When people with BPD (pwBPD) experience distorted feelings and memories, they don't just put a "spin" on their memories like trying to see things through a rosy or black lens. They may literally re-imagine what happened in a manner that accommodates their distorted feelings.
This behavior makes it very difficult if not impossible for pwBPD to learn from their experiences. And for them, they feel like they keep running into the same problem: they keep find bad partners and they are always the victim (more or less).
And as I understand it, when they find a new primary attachment, how they perceive their old attachments is muted or disconnected. They might accept that they did something hurtful but have no incentive to right any wrong... .unless their motivation is to recycle the relationship.
Then again, it is also possible that one day they might recover. And perhaps then they might choose to make amends? Until then, don't hold your breath.
-Does she know how **ed up it was but just thinks it's in her best interest so she had to do what she had to do? or does she really not see it?
My guess is that she abandoned/betrayed you in some way. And sadly, unrecovered, I don't think she will ever look into why she did what she did. From her perspective, you were the one who always threatened to abandon/betray her (even though you didn't). It was her distorted/disordered emotions that were affecting her. And she acted on these disordered emotions.
- does she realize how much she has hurt me and just won't allow her self to admit it? does this haunt her? does it pain her to know how cruel she was?
The pain that you feel... . The haunting that you feel having been hurt... . This is the pain and loss that pwBPD can't get away from. Except that it is the pain that they experienced from way back. These are the distorted/disorder emotions that they experience. Not at the beginning of their relationships, but as their relationships start to develop and become deeper. Then they become more and more obsessed on how much they are hurting (or will hurt) and they become convinced that we are the ones who are hurting them.
When you are in such pain, you don't really have much more space in your head to consider how others might be in pain.
And I know you probably didn't do anything to inflict upon her this kind of pain. But it is to this pain that she reacted, when she did what she did to you.
- In my experience sometimes even when I know I am wrong I can be stubborn. Is she conscious of the destruction she caused thus feels shame and guilt but hides behind a new relationship and suppresses her feelings? Or does she truly not understand and actually is does not comprehend reality?

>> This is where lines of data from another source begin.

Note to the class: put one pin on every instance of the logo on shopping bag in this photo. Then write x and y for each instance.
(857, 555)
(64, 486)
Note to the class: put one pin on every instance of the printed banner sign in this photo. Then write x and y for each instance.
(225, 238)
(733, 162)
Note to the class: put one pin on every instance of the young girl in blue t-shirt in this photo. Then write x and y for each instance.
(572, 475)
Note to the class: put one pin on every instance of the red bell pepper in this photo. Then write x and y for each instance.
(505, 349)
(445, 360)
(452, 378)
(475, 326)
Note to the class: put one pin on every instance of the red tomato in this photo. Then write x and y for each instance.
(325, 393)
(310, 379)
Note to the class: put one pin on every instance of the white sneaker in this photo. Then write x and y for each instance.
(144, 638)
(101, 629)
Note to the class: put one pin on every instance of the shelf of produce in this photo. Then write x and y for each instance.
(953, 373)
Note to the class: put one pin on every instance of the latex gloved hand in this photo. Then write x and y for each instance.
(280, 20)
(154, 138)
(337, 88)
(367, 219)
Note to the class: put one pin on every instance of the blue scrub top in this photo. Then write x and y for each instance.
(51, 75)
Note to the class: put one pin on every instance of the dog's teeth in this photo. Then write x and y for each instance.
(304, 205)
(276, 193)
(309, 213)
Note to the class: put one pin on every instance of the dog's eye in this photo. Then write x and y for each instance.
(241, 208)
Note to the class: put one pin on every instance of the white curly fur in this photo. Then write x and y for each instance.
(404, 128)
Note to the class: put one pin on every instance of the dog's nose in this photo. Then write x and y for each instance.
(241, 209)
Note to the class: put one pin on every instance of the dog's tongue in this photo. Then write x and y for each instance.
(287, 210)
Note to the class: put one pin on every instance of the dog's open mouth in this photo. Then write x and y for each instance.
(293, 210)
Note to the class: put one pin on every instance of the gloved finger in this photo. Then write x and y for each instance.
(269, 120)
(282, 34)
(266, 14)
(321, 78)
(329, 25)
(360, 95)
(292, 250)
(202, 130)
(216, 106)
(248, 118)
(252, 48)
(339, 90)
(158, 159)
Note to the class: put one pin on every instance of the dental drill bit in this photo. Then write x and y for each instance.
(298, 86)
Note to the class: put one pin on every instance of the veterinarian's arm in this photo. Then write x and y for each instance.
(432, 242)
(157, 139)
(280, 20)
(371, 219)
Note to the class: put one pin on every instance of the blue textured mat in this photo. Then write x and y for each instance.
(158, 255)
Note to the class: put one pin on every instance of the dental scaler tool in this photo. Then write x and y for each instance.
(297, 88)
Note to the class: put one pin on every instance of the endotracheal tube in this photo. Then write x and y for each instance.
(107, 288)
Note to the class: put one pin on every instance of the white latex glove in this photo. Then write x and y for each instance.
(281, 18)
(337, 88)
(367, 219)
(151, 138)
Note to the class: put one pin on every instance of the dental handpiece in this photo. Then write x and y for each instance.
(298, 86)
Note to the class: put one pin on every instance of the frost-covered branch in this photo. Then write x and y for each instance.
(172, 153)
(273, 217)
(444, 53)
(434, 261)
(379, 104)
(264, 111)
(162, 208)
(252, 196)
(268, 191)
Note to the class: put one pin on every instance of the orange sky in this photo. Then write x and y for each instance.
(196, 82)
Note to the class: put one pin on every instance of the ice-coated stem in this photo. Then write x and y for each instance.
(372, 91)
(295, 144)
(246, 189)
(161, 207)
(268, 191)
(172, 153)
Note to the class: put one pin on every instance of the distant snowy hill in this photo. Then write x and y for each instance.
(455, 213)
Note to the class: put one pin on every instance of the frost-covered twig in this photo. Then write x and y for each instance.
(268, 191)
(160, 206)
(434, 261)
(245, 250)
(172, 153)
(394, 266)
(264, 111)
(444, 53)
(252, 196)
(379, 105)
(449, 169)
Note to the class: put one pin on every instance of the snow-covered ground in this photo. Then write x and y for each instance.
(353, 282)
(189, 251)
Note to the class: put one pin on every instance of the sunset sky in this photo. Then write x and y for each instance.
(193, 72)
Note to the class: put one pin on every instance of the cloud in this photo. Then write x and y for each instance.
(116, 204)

As far as I'm concerned, *all* the relationships pwBPD enter into is in an effort to suppress their feelings. This is why at the beginning they are so thankful that we are the one person who promises never to hurt them, never to abandon them. But then later on, their disorder causes them to believe that we will certainly hurt them and abandon them.
If this is consistently their experience with new relationships, is there any space for "reality" in their close relationships?
- I know she was devastated about her previous relationship but that was her HUSBAND and he left her! Does she feel pain for the loss even after she left me? even after finding someone new to love?
You don't know that her husband actually left her. But you know that she *believes* her husband left her (or had meant to leave her). I'm arguing that it is possible that *she left him* because she believed that he was going to leave her.
Did she feel much pain after she left her husband? You were there. I'd expect her to have as much difficulty having left you, as she did after she left her husband.
- Even though I am painted black, is she able to have positive memories of the good times? is she able to miss me? is she capable of being triggered from reminders, vacations, pictures, locations? Or is she ACTUALLY so consumed in her new r/s that it doesn't even cross her mind as she has the ability to suppress and forget?
She might miss you. I imagine she will definitely start missing you when her distorted/disorder emotions start affecting her relationships with her current attachment. I think that if she needs to you be the "bad guy" in her emotional narrative, then she will continue to paint you black. And if her emotional needs change in a way that paints you otherwise, such as upon consideration for a recycle, then she might.
Then again, she might not.
- She was very smart and lucid. I know she was able to miss and long for someone she used to love. What I am basically trying to understand is if her BPD literally alters her understanding and perception, or if it gives her the ability to suppress past memories and feelings without ever getting rid of them. Does is linger? does it haunt her?
I believe it all gets compartmentalized and gets placed among many, many compartments.
I think when it comes to thoughts/memories that linger and haunt, you might be better served by considering if you are experiencing any such.